Um crítico referiu certa vez que ao contar as aventuras dos seus hobbitts Tolkien nos transmite de modo impressionante a sensação do que significa viajar a pé. A cada capítulo seus heróis se aproximam somente um pouco mais do lugar para onde vão.
Tolkien era um escritor meticuloso, que calculava exatamente quantos quilômetros um caminhante poderia percorrer por dia, naquele terreno e naquelas condições. É muito diferente desses escritores que escrevem: “Tomada a resolução, o grupo de guerreiros pôs-se em marcha e alguns dias depois detinha-se diante do Castelo de Tremolidor. – Alto! Quem vem lá?! – bradou o sentinela”.
Dribles retóricos desse tipo dão aos livros de fantasia um quê de ficção científica e do seu uso liberal da teleportagem.
Foi talvez pensando nisto que o escritor australiano Sean McMullen, ao iniciar a pesquisa para um desses romances de fantasia heróica (ele tem um Ph.D. em literatura medieval) decidiu fazer a experiência de caminhar como um cavaleiro medieval, experiência que ele descreve em detalhe na revista inglesa Foundation (n. 96, Spring 2006).
McMullen vestiu uma roupa equivalente à de um guerreiro do século 12: botas, calças, provisões, etc. E pôs-se a caminho, com uma mochila de 30 kg às costas.
Conseguiu cobrir 30 milhas em nove horas, o que dá cerca de 48km, ou pouco mais de 5km por hora – carregando um escudo, um machado e um elmo de 8kg na cabeça. Ao fim da caminhada, ele teria que simular uma batalha, e resolveu este detalhe programando uma competição de karatê na Universidade de Melbourne, seu ponto de chegada. Eis algumas das conclusões a que ele chegou:
“Pessoas que dependem dos pés como meios de transporte são extremamente defensivas e cuidadosas a seu respeito. Caminhando, a gente tende a se concentrar no que está imediatamente à frente, em vez de vigiar possíveis emboscadas, ficando assim vulnerável a elas.
Paradas para urinar são insignificantes: parei apenas três vezes em nove horas, mesmo tomando três litros de água.

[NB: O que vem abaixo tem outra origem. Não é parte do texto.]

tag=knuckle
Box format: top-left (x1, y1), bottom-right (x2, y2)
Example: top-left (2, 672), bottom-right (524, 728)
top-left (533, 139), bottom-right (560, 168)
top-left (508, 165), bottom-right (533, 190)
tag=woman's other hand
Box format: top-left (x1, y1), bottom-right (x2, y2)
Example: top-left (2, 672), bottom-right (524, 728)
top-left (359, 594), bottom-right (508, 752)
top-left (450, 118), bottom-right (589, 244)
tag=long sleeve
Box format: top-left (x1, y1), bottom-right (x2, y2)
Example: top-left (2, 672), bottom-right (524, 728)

Fome é algo importante. Sem nada para pensar enquanto se caminha, a gente se lembra o tempo todo da comida que está carregando.
É possível lutar no dia seguinte após uma marcha forçada, mas não na mesma noite.
Pilhagem: se se trata de algo mais pesado do que algumas moedas de ouro, melhor esquecer.
Sexo: se a vítima for capaz de correr, provavelmente escapará.
Vandalismo: somente para coisas facilmente quebráveis.
Incêndios: uma perspectiva muito atraente depois de nove horas de marcha. Basta jogar algumas tochas, sentar-se com os pés para cima, e apreciar o espetáculo”.